I'm having trouble understanding a part of Manber's graph-partitioning algorithm, presented in A Text Compression Scheme that Allows Fast Searching Directly in the Compressed File.

Generally speaking he wants to divide vertices of a weighted, directed graph $$G=(V,E)$$ into two sets $$V_1$$ and $$V_2$$ in such a way, that the sum of the weights of the edges that go from $$V_1$$ to $$V_2$$ is maximized.

He states that since this is a NP-problem he chose to first partition the graph randomly and then examine each vertex to see if switching this vertex to the opposite set would improve the total. This whole process is repeated several times for several random initial partitions to see which one of them yields the best results.

The following pseudocode is provided:

Best_Non_Overlapping_Pairs(G: weighted graph)
repeat k times { k is a constant; we used 100 }
randomly assign each vertex to either V1 or V2 with equal probability;
for each vertex v in V do
put v on the queue;
loop until the queue is empty
pop v from the queue;
if switching v to the opposite set improves the sum of weights then
switch v;
if switching v caused other vertices, not already on the queue, to
prefer to switch then put them on the queue;
store the best solution to date;

I'm not sure what I'm supposed to code for the bolded part. How do I check for the "preference" of non queues vertices? Is it even needed? I've implemented the algorithm without this part and it seems working as intended.

How do I check for the "preference" of non queues vertices?

The previous step was

          if switching v to the opposite set improves the sum of weights then
switch v;


so clearly you already know how to check for the preference of a vertex. Whether or not it is in the queue is immaterial.
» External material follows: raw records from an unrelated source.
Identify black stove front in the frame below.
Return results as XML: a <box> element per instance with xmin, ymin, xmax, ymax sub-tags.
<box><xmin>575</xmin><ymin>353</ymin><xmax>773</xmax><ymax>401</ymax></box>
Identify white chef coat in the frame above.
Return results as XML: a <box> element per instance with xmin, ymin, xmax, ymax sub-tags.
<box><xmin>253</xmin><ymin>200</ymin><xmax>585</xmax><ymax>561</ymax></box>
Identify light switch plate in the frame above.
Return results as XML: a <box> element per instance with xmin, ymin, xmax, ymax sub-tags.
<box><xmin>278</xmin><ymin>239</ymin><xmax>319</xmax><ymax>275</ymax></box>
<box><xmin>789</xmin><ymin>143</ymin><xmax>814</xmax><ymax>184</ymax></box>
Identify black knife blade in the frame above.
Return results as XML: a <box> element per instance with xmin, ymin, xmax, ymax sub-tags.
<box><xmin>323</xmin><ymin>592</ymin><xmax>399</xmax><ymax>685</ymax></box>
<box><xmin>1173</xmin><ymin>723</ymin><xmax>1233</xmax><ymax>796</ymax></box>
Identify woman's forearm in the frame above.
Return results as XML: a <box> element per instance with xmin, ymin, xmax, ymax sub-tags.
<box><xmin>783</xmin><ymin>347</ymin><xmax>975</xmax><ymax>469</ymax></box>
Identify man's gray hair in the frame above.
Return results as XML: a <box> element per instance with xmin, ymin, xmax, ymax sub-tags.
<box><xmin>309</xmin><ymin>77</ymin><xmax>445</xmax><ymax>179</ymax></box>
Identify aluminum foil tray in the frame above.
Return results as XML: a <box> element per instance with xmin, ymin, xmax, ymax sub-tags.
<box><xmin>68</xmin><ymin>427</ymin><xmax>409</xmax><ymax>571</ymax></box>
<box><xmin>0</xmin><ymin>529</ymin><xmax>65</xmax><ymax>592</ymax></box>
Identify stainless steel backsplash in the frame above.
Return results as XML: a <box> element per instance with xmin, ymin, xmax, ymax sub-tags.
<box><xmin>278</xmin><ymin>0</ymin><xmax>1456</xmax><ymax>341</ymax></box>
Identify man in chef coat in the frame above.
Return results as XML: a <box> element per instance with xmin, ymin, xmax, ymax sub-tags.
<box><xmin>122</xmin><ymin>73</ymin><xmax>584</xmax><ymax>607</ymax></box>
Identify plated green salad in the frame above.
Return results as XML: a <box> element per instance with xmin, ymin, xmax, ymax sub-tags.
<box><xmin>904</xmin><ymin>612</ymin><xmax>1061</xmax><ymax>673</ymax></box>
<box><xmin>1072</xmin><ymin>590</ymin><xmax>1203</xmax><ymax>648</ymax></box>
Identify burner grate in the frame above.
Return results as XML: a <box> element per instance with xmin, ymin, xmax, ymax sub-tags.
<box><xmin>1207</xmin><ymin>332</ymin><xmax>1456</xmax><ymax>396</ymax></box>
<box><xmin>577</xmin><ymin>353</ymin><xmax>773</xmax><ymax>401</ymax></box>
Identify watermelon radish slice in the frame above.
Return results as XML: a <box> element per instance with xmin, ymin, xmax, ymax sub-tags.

To do it efficiently requires some additional data storage and pre-calculation which is not explicitly described in the pseudocode. In more detail,

Best_Non_Overlapping_Pairs(G: weighted graph)
repeat k times
randomly assign each vertex to either V1 or V2 with equal probability;

initialise two arrays of edge weight sums, internalSums and externalSums
for each edge e = (s, t) in E do
if s and t are in the same partition
increment internalSums[s] and internalSums[t] by weight(e)
else
increment externalSums[s] and externalSums[t] by weight(e)

for each vertex v in V do
put v on the queue;
loop until the queue is empty
pop v from the queue;
if internalSums[v] > externalSums[v]
switch v;
swap internalSums[v] and externalSums[v]
for each edge e = (v, u) in E do
update internalSums[u] and externalSums[u] appropriately
if u is not in the queue and internalSums[u] > externalSums[u]
enqueue u
store the best solution to date;


Is it even needed? I've implemented the algorithm without this part and it seems working as intended.

I must confess that I would be unable to distinguish easily between the algorithm working as intended and the algorithm selecting a purely random partition and skipping the rest of the process.